Deformations of curves with constant curvature
Mohammad Ghomi, Matteo Raffaelli
TL;DR
The paper establishes a parametric $C^1$-dense relative $h$-principle for curves of constant curvature in $\mathbb{R}^n$ ($n\ge 3$), showing that unit-speed curves with nonvanishing curvature can be deformed through constant-curvature representatives in a way that tightly preserves boundary data. The authors reduce the global problem to a local one, then develop a suite of tools—nonflat perturbations via jet transversality, control of the center of mass on spherical tantrices, and parametric convex-geometry results (Carathéodory–Steinitz)—to construct the required homotopies. Their main consequence for knots in $\mathbb{R}^3$ is a complete isotopy/homotopy classification through constant-curvature curves governed by self-linking invariants, aligning the constant-curvature deformation theory with the classical nonflat curvature theory. The approach leverages convex integration, explicit geodesic perturbations, and careful parametric convex-combination arguments to realize deformations to constant-curvature curves while maintaining $C^1$-control.
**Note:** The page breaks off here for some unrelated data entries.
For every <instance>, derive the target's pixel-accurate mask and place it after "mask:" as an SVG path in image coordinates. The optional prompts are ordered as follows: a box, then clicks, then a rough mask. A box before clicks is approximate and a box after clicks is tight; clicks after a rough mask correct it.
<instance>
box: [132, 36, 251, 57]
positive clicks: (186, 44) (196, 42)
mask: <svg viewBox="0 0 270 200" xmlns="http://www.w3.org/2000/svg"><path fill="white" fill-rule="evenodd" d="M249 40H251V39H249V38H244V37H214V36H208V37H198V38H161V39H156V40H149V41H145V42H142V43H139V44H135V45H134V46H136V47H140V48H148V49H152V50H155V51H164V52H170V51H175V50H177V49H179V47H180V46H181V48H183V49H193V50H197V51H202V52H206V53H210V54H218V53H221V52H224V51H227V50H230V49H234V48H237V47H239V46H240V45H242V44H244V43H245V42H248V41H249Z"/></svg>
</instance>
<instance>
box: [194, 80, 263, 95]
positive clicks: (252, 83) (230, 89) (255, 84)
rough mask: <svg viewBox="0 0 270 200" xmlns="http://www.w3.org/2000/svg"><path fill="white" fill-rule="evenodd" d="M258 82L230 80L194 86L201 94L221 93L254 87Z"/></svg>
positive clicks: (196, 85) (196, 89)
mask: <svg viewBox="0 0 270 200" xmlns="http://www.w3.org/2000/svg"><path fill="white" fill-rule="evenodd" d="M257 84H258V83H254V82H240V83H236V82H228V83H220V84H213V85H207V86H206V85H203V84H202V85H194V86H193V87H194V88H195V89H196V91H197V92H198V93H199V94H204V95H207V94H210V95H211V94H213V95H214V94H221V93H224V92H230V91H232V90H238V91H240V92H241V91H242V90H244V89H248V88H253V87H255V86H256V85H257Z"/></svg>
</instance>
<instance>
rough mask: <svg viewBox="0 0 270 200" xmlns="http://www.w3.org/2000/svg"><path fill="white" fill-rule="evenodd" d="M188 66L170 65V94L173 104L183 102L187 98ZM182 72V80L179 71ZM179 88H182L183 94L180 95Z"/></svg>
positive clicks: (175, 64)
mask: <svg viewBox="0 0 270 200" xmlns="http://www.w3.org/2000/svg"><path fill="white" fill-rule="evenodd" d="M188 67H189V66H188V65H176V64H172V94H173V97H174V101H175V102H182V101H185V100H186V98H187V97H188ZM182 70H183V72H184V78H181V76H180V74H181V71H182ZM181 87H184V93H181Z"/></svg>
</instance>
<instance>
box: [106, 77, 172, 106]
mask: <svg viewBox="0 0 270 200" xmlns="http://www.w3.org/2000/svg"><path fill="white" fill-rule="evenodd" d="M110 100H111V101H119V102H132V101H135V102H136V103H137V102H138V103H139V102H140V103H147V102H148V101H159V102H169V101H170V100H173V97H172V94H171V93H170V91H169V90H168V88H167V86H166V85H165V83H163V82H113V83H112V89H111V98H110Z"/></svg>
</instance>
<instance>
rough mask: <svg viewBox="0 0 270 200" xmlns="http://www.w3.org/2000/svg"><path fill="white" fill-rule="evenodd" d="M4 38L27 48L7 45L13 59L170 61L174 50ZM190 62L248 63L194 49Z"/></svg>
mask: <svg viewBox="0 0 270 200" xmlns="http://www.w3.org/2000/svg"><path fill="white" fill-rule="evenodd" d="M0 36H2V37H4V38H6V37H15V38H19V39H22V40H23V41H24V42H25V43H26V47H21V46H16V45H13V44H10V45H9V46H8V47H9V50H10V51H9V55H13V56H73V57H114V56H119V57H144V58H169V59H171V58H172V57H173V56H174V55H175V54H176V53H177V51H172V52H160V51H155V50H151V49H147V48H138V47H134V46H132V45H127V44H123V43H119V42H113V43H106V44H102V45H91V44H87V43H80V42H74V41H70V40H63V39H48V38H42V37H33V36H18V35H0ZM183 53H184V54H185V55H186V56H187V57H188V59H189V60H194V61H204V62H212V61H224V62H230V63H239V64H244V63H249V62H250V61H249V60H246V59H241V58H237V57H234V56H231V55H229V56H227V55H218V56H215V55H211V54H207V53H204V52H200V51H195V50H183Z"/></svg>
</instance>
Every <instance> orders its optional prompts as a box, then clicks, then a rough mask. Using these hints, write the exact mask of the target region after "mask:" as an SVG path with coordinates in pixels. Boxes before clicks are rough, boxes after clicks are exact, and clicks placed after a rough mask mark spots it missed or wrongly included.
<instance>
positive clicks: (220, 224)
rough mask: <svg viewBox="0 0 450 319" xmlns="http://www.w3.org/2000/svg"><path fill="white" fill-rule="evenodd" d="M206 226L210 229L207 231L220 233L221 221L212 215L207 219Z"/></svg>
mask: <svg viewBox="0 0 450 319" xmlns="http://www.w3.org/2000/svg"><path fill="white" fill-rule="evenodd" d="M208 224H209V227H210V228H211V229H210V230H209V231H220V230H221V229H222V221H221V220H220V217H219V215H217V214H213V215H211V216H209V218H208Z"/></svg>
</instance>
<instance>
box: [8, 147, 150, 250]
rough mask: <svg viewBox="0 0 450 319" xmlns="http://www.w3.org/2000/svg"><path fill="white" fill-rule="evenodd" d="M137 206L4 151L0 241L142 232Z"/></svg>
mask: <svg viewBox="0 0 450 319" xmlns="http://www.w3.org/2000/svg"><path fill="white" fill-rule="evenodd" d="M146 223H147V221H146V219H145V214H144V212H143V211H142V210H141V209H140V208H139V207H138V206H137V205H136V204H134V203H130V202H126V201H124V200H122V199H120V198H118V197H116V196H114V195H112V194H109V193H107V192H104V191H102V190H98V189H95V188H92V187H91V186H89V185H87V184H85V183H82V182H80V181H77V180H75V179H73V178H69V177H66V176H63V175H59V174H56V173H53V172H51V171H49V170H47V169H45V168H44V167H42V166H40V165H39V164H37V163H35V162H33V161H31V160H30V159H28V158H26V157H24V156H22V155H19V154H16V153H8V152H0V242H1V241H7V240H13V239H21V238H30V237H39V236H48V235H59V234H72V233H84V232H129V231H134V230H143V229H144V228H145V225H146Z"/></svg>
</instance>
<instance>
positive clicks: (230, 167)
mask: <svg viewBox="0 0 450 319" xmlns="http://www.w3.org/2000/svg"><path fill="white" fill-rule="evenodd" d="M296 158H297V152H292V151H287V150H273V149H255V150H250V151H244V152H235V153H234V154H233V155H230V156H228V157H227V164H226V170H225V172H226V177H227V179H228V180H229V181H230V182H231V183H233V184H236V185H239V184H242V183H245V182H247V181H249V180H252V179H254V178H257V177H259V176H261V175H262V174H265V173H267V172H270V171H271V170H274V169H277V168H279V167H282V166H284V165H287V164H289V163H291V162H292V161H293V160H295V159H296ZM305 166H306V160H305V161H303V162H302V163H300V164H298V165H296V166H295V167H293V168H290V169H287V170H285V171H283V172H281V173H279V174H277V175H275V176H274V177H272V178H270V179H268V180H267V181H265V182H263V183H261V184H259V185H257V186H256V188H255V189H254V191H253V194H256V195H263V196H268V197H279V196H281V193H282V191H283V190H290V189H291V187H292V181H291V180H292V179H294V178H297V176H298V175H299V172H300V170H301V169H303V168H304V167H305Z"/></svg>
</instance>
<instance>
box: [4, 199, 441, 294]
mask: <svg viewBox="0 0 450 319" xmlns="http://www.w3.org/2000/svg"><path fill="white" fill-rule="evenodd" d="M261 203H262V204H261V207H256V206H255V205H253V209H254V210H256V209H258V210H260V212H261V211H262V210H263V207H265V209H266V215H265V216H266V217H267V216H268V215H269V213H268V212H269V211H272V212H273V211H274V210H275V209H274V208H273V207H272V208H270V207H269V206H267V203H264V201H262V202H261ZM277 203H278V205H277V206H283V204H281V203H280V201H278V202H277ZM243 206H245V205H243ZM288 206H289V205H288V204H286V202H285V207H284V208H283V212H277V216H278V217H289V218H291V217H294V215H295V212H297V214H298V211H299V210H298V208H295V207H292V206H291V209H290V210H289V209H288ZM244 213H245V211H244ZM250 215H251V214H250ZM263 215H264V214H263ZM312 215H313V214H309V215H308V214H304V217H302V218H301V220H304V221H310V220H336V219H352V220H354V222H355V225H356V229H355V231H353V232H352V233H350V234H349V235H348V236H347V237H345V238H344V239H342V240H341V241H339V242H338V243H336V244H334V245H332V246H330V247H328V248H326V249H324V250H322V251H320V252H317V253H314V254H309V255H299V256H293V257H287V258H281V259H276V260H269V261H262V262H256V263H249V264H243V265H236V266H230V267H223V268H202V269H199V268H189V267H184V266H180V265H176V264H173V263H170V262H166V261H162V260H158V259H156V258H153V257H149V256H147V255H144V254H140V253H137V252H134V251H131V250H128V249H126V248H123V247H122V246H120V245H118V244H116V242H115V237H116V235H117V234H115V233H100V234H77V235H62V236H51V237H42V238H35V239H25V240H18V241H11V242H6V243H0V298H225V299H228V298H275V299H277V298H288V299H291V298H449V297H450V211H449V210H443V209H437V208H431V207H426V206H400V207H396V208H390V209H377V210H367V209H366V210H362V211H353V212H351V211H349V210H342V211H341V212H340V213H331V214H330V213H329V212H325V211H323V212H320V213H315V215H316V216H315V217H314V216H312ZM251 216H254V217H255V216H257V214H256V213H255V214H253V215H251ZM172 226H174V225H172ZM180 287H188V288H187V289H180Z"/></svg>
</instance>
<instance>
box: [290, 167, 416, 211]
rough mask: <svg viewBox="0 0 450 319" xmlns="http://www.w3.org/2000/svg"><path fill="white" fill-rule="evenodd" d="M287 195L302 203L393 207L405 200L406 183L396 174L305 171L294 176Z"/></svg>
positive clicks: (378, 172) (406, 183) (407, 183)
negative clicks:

This advances understanding of when geometric constraints (constant curvature) can be reconciled with topological constraints (isotopy/homotopy) in space curves, with potential implications for the manipulation and classification of knots under curvature-preserving deformations.
Abstract
We prove that curves of constant curvature satisfy the parametric $C^1$-dense relative $h$-principle in the space of immersed curves with nonvanishing curvature in Euclidean space $R^{n\geq 3}$. It follows that two knots of constant curvature in $R^3$ are isotopic, resp. homotopic, through curves of constant curvature if and only if they are isotopic, resp. homotopic, and their self-linking numbers, resp. self-linking numbers mod $2$, are equal.